# readonly-doc-extraction

> Read-only extraction of regulation-style PDFs into a structured JSON schema without modifying the source files. Use when asked to extract policy/regulation content from PDFs and save results as a new JSON file.

- Author: KeithCCC
- Repository: KChen-FMI/workspace-docs
- Version: 20260206105543
- Stars: 0
- Forks: 0
- Last Updated: 2026-02-06
- Source: https://github.com/KChen-FMI/workspace-docs
- Web: https://mule.run/skillshub/@@KChen-FMI/workspace-docs~readonly-doc-extraction:20260206105543

---

---
name: readonly-doc-extraction
description: Read-only extraction of regulation-style PDFs into a structured JSON schema without modifying the source files.
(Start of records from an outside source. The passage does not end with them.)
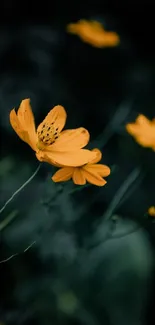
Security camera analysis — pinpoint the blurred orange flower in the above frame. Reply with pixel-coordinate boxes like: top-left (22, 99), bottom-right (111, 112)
top-left (148, 206), bottom-right (155, 217)
top-left (52, 149), bottom-right (110, 186)
top-left (126, 114), bottom-right (155, 151)
top-left (10, 99), bottom-right (97, 166)
top-left (67, 20), bottom-right (120, 48)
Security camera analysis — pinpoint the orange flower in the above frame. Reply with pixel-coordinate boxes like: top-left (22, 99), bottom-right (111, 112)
top-left (148, 206), bottom-right (155, 217)
top-left (67, 20), bottom-right (120, 48)
top-left (52, 149), bottom-right (110, 186)
top-left (10, 99), bottom-right (96, 166)
top-left (126, 114), bottom-right (155, 151)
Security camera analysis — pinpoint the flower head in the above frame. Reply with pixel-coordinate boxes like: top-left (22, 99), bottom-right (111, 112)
top-left (67, 20), bottom-right (120, 48)
top-left (10, 99), bottom-right (96, 166)
top-left (148, 206), bottom-right (155, 217)
top-left (126, 114), bottom-right (155, 150)
top-left (52, 149), bottom-right (110, 186)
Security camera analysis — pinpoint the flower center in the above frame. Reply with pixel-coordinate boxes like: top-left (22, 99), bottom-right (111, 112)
top-left (37, 122), bottom-right (59, 145)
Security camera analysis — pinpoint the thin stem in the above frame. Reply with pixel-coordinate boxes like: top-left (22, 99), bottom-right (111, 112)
top-left (0, 164), bottom-right (41, 213)
top-left (0, 241), bottom-right (36, 264)
top-left (0, 210), bottom-right (18, 231)
top-left (103, 168), bottom-right (140, 220)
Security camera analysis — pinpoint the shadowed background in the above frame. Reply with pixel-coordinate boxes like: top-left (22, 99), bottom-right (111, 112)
top-left (0, 1), bottom-right (155, 325)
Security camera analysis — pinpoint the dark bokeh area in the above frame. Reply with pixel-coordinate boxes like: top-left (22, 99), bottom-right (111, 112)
top-left (0, 1), bottom-right (155, 325)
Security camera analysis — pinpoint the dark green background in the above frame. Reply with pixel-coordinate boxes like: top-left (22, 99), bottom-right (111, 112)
top-left (0, 1), bottom-right (155, 325)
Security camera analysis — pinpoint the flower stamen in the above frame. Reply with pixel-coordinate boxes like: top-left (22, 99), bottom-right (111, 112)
top-left (37, 122), bottom-right (60, 146)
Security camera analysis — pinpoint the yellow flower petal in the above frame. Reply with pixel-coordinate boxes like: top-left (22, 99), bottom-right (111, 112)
top-left (72, 168), bottom-right (86, 185)
top-left (83, 169), bottom-right (107, 186)
top-left (126, 114), bottom-right (155, 150)
top-left (83, 164), bottom-right (110, 177)
top-left (17, 98), bottom-right (37, 150)
top-left (52, 167), bottom-right (74, 182)
top-left (10, 109), bottom-right (35, 150)
top-left (148, 206), bottom-right (155, 217)
top-left (90, 148), bottom-right (102, 164)
top-left (36, 149), bottom-right (96, 167)
top-left (67, 20), bottom-right (120, 48)
top-left (48, 127), bottom-right (90, 151)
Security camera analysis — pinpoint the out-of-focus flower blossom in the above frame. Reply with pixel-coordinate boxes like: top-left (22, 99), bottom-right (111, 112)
top-left (148, 206), bottom-right (155, 217)
top-left (126, 114), bottom-right (155, 151)
top-left (67, 20), bottom-right (120, 48)
top-left (52, 149), bottom-right (110, 186)
top-left (10, 99), bottom-right (97, 166)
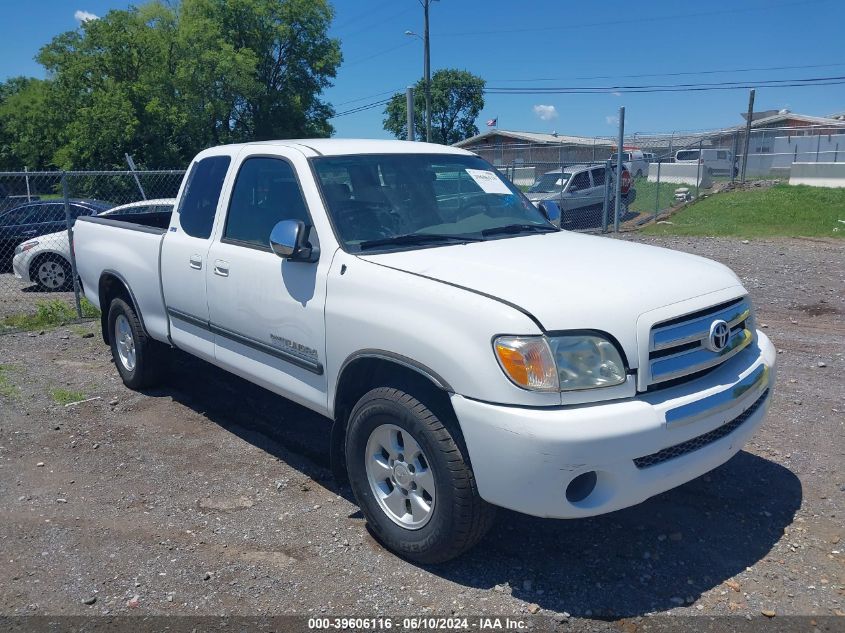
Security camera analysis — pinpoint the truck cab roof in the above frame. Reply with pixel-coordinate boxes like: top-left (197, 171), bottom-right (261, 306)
top-left (195, 138), bottom-right (473, 160)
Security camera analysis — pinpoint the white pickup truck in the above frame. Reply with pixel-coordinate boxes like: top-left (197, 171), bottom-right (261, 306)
top-left (74, 139), bottom-right (776, 563)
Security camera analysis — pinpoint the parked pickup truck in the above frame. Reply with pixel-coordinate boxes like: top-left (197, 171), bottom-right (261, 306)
top-left (74, 139), bottom-right (776, 563)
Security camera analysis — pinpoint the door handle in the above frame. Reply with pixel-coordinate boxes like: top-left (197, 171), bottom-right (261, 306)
top-left (214, 259), bottom-right (229, 277)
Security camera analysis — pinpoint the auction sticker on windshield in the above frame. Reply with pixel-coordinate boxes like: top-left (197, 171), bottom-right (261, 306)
top-left (466, 169), bottom-right (513, 195)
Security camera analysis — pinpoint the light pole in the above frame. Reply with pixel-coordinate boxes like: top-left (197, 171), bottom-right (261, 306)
top-left (405, 0), bottom-right (436, 143)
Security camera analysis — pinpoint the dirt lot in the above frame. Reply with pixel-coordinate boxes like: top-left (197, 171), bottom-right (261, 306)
top-left (0, 236), bottom-right (845, 627)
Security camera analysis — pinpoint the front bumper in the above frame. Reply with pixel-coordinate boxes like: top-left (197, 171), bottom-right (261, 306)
top-left (12, 253), bottom-right (32, 283)
top-left (452, 331), bottom-right (776, 519)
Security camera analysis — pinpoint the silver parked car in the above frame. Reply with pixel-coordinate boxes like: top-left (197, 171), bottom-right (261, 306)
top-left (525, 164), bottom-right (636, 225)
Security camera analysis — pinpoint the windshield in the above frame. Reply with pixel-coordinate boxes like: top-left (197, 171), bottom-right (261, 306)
top-left (312, 154), bottom-right (556, 252)
top-left (675, 149), bottom-right (698, 160)
top-left (528, 171), bottom-right (572, 193)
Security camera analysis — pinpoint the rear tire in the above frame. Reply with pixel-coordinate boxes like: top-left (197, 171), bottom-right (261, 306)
top-left (29, 255), bottom-right (73, 292)
top-left (346, 387), bottom-right (495, 564)
top-left (108, 298), bottom-right (165, 390)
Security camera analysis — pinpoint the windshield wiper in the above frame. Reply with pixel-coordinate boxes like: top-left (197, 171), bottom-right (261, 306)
top-left (358, 233), bottom-right (482, 251)
top-left (481, 224), bottom-right (558, 237)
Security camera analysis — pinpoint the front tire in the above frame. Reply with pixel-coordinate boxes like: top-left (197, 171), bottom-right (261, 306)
top-left (346, 387), bottom-right (495, 564)
top-left (29, 255), bottom-right (73, 292)
top-left (108, 298), bottom-right (163, 390)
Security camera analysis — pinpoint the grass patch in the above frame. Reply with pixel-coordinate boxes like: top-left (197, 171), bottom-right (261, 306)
top-left (50, 388), bottom-right (85, 405)
top-left (645, 184), bottom-right (845, 237)
top-left (0, 365), bottom-right (18, 398)
top-left (630, 178), bottom-right (696, 213)
top-left (2, 298), bottom-right (100, 330)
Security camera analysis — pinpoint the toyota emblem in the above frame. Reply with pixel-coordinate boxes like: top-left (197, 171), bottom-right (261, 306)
top-left (707, 319), bottom-right (731, 352)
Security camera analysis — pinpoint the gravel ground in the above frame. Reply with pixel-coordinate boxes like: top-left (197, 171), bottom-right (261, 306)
top-left (0, 235), bottom-right (845, 628)
top-left (0, 273), bottom-right (74, 320)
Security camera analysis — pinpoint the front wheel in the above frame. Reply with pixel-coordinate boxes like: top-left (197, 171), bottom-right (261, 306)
top-left (108, 298), bottom-right (163, 390)
top-left (346, 387), bottom-right (495, 564)
top-left (29, 255), bottom-right (73, 292)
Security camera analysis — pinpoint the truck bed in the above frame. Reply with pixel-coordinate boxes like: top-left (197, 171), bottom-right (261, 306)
top-left (73, 212), bottom-right (171, 341)
top-left (81, 211), bottom-right (172, 234)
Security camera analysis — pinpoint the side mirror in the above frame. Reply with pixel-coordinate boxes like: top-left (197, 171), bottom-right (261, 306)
top-left (270, 220), bottom-right (318, 262)
top-left (540, 200), bottom-right (560, 228)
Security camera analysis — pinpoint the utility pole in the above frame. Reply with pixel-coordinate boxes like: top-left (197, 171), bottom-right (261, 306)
top-left (739, 88), bottom-right (755, 184)
top-left (405, 86), bottom-right (415, 141)
top-left (420, 0), bottom-right (431, 143)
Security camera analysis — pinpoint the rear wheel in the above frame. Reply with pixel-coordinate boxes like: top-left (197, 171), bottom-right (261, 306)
top-left (346, 387), bottom-right (495, 564)
top-left (29, 255), bottom-right (73, 291)
top-left (108, 298), bottom-right (164, 389)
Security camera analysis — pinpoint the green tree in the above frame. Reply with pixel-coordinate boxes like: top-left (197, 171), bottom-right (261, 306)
top-left (184, 0), bottom-right (341, 140)
top-left (0, 77), bottom-right (57, 171)
top-left (0, 0), bottom-right (341, 169)
top-left (384, 68), bottom-right (484, 145)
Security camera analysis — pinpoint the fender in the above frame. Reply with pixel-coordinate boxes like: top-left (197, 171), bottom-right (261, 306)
top-left (97, 268), bottom-right (152, 345)
top-left (335, 349), bottom-right (455, 395)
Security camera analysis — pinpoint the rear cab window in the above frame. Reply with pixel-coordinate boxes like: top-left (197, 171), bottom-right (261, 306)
top-left (177, 156), bottom-right (232, 239)
top-left (569, 171), bottom-right (590, 191)
top-left (223, 156), bottom-right (314, 251)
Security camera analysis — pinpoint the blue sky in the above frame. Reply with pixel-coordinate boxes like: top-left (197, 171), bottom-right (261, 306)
top-left (0, 0), bottom-right (845, 138)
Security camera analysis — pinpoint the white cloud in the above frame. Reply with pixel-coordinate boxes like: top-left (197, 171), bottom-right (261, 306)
top-left (73, 9), bottom-right (100, 22)
top-left (534, 105), bottom-right (557, 121)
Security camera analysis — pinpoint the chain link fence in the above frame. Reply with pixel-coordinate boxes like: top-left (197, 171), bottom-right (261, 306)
top-left (0, 170), bottom-right (184, 334)
top-left (472, 120), bottom-right (845, 232)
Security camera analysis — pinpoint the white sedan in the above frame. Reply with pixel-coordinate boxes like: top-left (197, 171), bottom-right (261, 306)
top-left (12, 198), bottom-right (176, 291)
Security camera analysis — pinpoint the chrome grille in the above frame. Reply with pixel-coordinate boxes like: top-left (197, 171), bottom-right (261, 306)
top-left (646, 298), bottom-right (754, 387)
top-left (634, 389), bottom-right (769, 468)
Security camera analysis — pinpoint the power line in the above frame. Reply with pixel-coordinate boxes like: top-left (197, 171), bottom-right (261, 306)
top-left (488, 64), bottom-right (845, 83)
top-left (334, 88), bottom-right (402, 106)
top-left (329, 99), bottom-right (390, 119)
top-left (437, 0), bottom-right (830, 37)
top-left (484, 76), bottom-right (845, 95)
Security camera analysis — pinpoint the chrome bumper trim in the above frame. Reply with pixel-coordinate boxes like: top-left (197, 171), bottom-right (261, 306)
top-left (666, 365), bottom-right (771, 428)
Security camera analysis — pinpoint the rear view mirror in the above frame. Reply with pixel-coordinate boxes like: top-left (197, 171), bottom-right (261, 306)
top-left (270, 220), bottom-right (317, 261)
top-left (540, 200), bottom-right (560, 228)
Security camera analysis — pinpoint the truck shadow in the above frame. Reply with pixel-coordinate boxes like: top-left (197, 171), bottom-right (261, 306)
top-left (149, 353), bottom-right (802, 619)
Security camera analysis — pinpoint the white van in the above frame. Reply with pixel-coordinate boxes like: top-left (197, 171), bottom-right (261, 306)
top-left (610, 149), bottom-right (648, 178)
top-left (675, 149), bottom-right (736, 176)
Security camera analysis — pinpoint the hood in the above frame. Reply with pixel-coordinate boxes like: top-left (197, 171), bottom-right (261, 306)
top-left (525, 191), bottom-right (569, 202)
top-left (362, 231), bottom-right (743, 360)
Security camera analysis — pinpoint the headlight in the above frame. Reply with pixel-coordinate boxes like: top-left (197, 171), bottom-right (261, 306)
top-left (549, 334), bottom-right (626, 391)
top-left (493, 334), bottom-right (626, 391)
top-left (493, 336), bottom-right (560, 391)
top-left (15, 240), bottom-right (38, 255)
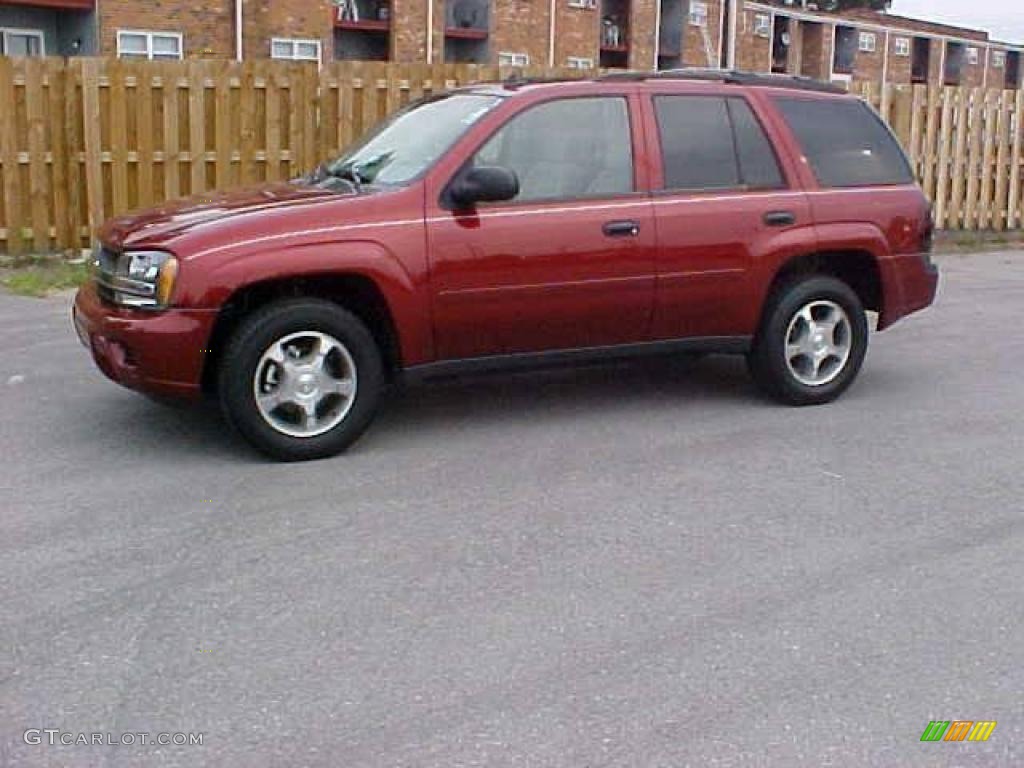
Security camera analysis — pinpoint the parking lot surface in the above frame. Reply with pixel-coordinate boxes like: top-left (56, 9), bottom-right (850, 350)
top-left (0, 254), bottom-right (1024, 768)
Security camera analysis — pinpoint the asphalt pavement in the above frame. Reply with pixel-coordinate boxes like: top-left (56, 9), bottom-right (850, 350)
top-left (0, 253), bottom-right (1024, 768)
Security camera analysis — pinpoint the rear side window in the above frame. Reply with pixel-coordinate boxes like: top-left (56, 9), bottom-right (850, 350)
top-left (729, 98), bottom-right (785, 189)
top-left (654, 96), bottom-right (784, 191)
top-left (775, 98), bottom-right (914, 188)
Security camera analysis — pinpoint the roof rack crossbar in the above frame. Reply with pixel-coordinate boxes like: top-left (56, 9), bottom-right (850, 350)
top-left (599, 67), bottom-right (847, 93)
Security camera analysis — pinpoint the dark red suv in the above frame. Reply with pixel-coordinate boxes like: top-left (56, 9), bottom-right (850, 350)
top-left (74, 71), bottom-right (938, 459)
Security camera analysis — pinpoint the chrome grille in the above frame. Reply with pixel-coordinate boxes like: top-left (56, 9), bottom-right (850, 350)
top-left (93, 246), bottom-right (157, 307)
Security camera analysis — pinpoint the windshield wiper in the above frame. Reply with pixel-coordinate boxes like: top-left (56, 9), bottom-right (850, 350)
top-left (325, 165), bottom-right (368, 191)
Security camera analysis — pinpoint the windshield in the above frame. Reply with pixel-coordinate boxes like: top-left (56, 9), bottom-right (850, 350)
top-left (327, 93), bottom-right (500, 185)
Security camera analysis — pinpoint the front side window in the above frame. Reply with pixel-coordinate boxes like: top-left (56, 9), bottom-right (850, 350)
top-left (327, 93), bottom-right (501, 186)
top-left (775, 97), bottom-right (914, 188)
top-left (654, 96), bottom-right (785, 191)
top-left (473, 96), bottom-right (634, 203)
top-left (118, 30), bottom-right (182, 59)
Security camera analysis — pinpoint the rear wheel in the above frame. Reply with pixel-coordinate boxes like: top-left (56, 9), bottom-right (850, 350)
top-left (219, 299), bottom-right (384, 461)
top-left (746, 275), bottom-right (867, 406)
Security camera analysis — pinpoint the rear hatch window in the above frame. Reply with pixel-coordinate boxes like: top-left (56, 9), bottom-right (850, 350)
top-left (774, 97), bottom-right (914, 188)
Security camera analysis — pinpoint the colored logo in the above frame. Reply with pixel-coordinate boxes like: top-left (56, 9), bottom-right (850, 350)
top-left (921, 720), bottom-right (995, 741)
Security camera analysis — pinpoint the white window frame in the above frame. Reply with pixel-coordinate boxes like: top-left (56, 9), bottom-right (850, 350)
top-left (754, 13), bottom-right (771, 37)
top-left (689, 0), bottom-right (708, 27)
top-left (498, 50), bottom-right (529, 67)
top-left (565, 56), bottom-right (594, 70)
top-left (0, 27), bottom-right (46, 56)
top-left (270, 37), bottom-right (324, 63)
top-left (117, 30), bottom-right (185, 61)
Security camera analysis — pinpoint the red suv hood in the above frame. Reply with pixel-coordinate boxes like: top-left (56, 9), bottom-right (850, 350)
top-left (99, 182), bottom-right (355, 249)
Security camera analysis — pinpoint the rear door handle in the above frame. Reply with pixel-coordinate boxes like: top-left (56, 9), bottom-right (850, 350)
top-left (765, 211), bottom-right (797, 226)
top-left (603, 221), bottom-right (640, 238)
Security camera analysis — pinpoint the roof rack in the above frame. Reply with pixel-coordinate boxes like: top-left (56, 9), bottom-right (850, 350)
top-left (598, 67), bottom-right (847, 93)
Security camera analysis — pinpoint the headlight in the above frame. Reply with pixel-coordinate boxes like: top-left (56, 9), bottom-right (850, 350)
top-left (96, 244), bottom-right (178, 309)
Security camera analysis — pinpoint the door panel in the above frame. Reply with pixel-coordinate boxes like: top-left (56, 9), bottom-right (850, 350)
top-left (645, 92), bottom-right (814, 339)
top-left (427, 94), bottom-right (656, 359)
top-left (653, 193), bottom-right (813, 339)
top-left (428, 199), bottom-right (655, 359)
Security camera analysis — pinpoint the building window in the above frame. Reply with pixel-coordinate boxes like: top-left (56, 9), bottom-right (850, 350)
top-left (754, 13), bottom-right (771, 37)
top-left (690, 2), bottom-right (708, 27)
top-left (118, 30), bottom-right (183, 58)
top-left (498, 51), bottom-right (529, 67)
top-left (0, 29), bottom-right (46, 56)
top-left (270, 37), bottom-right (321, 62)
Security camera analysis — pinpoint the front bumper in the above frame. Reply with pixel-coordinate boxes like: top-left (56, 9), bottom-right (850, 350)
top-left (879, 253), bottom-right (939, 331)
top-left (72, 282), bottom-right (217, 399)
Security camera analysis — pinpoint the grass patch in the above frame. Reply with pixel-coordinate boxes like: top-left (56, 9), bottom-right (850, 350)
top-left (0, 261), bottom-right (89, 297)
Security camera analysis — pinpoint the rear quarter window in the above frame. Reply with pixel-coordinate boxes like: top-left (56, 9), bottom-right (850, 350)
top-left (774, 97), bottom-right (914, 188)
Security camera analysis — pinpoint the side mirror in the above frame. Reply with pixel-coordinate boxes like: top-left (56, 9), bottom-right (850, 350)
top-left (449, 166), bottom-right (519, 208)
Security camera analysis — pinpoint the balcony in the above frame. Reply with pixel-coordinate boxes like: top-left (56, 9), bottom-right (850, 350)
top-left (3, 0), bottom-right (96, 10)
top-left (0, 0), bottom-right (98, 56)
top-left (657, 0), bottom-right (685, 70)
top-left (444, 0), bottom-right (490, 63)
top-left (332, 0), bottom-right (391, 61)
top-left (598, 0), bottom-right (630, 69)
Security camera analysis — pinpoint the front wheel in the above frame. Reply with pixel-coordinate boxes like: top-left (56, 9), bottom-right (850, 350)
top-left (219, 299), bottom-right (384, 461)
top-left (746, 275), bottom-right (867, 406)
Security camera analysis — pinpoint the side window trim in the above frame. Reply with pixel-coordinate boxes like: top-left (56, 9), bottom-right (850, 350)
top-left (438, 92), bottom-right (648, 211)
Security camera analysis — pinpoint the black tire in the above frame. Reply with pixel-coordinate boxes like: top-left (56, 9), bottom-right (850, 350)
top-left (746, 275), bottom-right (868, 406)
top-left (218, 299), bottom-right (384, 461)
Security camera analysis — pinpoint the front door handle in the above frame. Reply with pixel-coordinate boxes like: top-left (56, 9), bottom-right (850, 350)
top-left (765, 211), bottom-right (797, 226)
top-left (604, 221), bottom-right (640, 238)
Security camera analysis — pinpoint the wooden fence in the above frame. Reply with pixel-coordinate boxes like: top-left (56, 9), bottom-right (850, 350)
top-left (0, 56), bottom-right (1024, 254)
top-left (856, 85), bottom-right (1024, 230)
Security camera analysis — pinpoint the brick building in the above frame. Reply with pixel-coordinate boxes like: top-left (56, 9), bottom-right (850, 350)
top-left (0, 0), bottom-right (1022, 87)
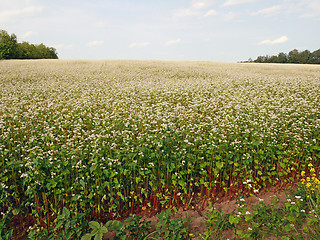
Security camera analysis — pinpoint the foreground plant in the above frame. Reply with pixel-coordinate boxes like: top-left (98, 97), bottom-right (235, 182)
top-left (0, 61), bottom-right (320, 237)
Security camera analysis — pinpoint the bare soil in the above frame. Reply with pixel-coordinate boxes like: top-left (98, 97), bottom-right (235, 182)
top-left (104, 188), bottom-right (289, 240)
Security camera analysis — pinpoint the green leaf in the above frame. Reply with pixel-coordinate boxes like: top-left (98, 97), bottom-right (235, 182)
top-left (80, 179), bottom-right (86, 188)
top-left (81, 233), bottom-right (92, 240)
top-left (89, 221), bottom-right (101, 230)
top-left (229, 215), bottom-right (239, 224)
top-left (12, 209), bottom-right (20, 216)
top-left (94, 232), bottom-right (103, 240)
top-left (62, 207), bottom-right (70, 218)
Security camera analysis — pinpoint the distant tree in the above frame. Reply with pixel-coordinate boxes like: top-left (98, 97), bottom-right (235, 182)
top-left (0, 30), bottom-right (17, 59)
top-left (288, 49), bottom-right (299, 63)
top-left (299, 50), bottom-right (311, 64)
top-left (254, 49), bottom-right (320, 64)
top-left (268, 56), bottom-right (278, 63)
top-left (277, 52), bottom-right (288, 63)
top-left (0, 30), bottom-right (58, 59)
top-left (308, 49), bottom-right (320, 64)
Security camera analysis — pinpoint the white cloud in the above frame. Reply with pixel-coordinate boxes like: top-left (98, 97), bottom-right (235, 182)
top-left (87, 40), bottom-right (104, 46)
top-left (173, 1), bottom-right (212, 17)
top-left (222, 12), bottom-right (236, 21)
top-left (52, 44), bottom-right (73, 50)
top-left (166, 38), bottom-right (181, 46)
top-left (203, 9), bottom-right (218, 17)
top-left (251, 5), bottom-right (282, 17)
top-left (222, 0), bottom-right (257, 7)
top-left (258, 36), bottom-right (289, 45)
top-left (129, 42), bottom-right (149, 48)
top-left (0, 6), bottom-right (43, 21)
top-left (174, 8), bottom-right (200, 17)
top-left (191, 2), bottom-right (209, 9)
top-left (300, 0), bottom-right (320, 18)
top-left (20, 31), bottom-right (36, 39)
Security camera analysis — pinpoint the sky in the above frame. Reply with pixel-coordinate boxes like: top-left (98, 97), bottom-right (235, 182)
top-left (0, 0), bottom-right (320, 62)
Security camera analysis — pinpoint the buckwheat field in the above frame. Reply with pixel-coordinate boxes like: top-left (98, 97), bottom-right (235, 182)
top-left (0, 60), bottom-right (320, 238)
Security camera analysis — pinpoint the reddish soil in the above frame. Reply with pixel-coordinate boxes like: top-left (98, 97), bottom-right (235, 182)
top-left (104, 189), bottom-right (289, 240)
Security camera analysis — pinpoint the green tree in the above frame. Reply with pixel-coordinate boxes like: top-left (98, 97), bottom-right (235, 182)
top-left (308, 49), bottom-right (320, 64)
top-left (277, 52), bottom-right (288, 63)
top-left (0, 30), bottom-right (58, 59)
top-left (0, 30), bottom-right (17, 59)
top-left (288, 49), bottom-right (299, 63)
top-left (299, 50), bottom-right (311, 64)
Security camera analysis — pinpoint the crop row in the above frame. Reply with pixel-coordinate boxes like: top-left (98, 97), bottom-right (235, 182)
top-left (0, 61), bottom-right (320, 236)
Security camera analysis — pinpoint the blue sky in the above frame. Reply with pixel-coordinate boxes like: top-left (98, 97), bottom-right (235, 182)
top-left (0, 0), bottom-right (320, 62)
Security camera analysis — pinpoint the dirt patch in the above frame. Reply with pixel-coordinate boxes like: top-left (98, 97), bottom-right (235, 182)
top-left (104, 189), bottom-right (289, 240)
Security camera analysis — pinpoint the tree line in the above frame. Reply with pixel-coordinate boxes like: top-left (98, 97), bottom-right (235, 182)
top-left (0, 30), bottom-right (58, 59)
top-left (249, 49), bottom-right (320, 64)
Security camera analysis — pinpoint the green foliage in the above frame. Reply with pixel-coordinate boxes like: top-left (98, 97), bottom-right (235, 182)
top-left (254, 49), bottom-right (320, 64)
top-left (81, 220), bottom-right (123, 240)
top-left (28, 207), bottom-right (87, 239)
top-left (115, 214), bottom-right (151, 240)
top-left (0, 61), bottom-right (320, 238)
top-left (200, 202), bottom-right (234, 239)
top-left (0, 30), bottom-right (58, 59)
top-left (153, 209), bottom-right (189, 240)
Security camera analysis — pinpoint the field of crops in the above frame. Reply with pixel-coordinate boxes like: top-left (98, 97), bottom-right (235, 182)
top-left (0, 60), bottom-right (320, 238)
Use when asked to extract policy/regulation content from PDFs and save results as a new JSON file.
---

# Readonly Doc Extraction

## Overview
Extract regulation-style PDF content into a consistent JSON schema **without editing the source PDF**.  
This skill is **rule-based only** and does **not** use LLMs or external APIs.

## Workflow
1. Identify the input PDF path and a target output JSON path.
2. Use the extraction script to produce JSON in the recommended schema.
3. Verify required fields are present; do not edit the source file.

## Quick Start
Use the script in `scripts/extract_regulation_pdf.py`:

```bash
python C:/Users/kchen/.codex/skills/readonly-doc-extraction/scripts/extract_regulation_pdf.py \
  --input "PATH/TO/REGULATION.pdf" \
  --output "PATH/TO/REGULATION.extracted.json" \
  --doc-id "07-0120"
```

## Output Schema
See `references/schema.md` for the canonical JSON format.

## Guardrails
- **Read-only**: do not modify the input document.
- **No LLM / No API**: keep extraction local and deterministic.
- Always write to a **new** `.extracted.json` file.
- Preserve evidence link to the original PDF path.